Behind the front, drier air filtered into the region and so did the wind.  Our winds transitioned to out of the north behind the front, and in return funneled in colder air for Sunday.  Highs on Sunday made it up to the upper 50’s east of the James and lower 60’s up and down the Missouri River.  Much warmer air could be found in the Pacific Northwest for the later half of the weekend, thanks to a strong ridge of high pressure aloft…over the next couple of days the ridge will continue to slide eastward and will eventually be knocking on our door by Monday afternoon, and peaking on Tuesday. 



So in the upper levels of the atmosphere, where the jet stream is found, we’ll have a ridge building, and at the surface we will be in what’s known as the warm sector.  The images below are from three different models, each forecasting temperatures for Tuesday afternoon.  Notice how the second model or NAM is much warmer than the GFS. 

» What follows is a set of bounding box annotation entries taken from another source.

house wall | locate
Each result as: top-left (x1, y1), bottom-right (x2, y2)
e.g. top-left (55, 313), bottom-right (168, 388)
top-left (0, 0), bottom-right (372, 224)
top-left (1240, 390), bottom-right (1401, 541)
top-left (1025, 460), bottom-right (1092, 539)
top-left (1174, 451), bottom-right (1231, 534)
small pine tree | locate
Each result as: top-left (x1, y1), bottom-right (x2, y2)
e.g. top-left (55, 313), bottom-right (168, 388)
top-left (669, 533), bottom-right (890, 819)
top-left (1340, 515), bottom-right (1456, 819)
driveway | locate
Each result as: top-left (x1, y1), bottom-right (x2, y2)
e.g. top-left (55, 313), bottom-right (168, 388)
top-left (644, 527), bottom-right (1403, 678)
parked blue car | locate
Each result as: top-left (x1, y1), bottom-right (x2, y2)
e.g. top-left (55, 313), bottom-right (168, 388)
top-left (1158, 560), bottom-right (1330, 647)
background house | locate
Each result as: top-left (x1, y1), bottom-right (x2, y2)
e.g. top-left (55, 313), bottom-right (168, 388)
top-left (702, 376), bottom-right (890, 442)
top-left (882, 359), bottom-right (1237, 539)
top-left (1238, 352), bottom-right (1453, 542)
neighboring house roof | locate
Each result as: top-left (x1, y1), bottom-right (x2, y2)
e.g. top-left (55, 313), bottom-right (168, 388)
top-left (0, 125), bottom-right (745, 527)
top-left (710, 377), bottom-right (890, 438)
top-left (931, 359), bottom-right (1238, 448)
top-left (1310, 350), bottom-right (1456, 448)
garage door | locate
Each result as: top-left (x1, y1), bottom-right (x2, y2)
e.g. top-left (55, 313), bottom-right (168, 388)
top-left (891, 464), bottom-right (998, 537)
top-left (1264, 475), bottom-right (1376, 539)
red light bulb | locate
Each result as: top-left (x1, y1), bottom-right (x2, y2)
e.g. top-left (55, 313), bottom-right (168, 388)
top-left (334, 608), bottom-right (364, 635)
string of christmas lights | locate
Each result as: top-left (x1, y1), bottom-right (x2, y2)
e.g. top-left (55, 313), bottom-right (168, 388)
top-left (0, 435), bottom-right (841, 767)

GFS Model...warmest west of the James with highs in the 80's...70's in the Sioux Empire


NAM for Tuesday Afternoon warmer air moves farther east


Euro = blend between GFS and NAM


In general we’re expecting highs around 80 degrees in the southeast and temperatures close to 90 degrees up and down the Missouri River.

Now compare these forecasted numbers to the observed temperatures we saw this time last year, and it’s a good 10 to 20 degree difference.  The warmest day in Sioux Falls last year during the month of April was 75, and the all time record for April in Sioux Falls is 98 degrees.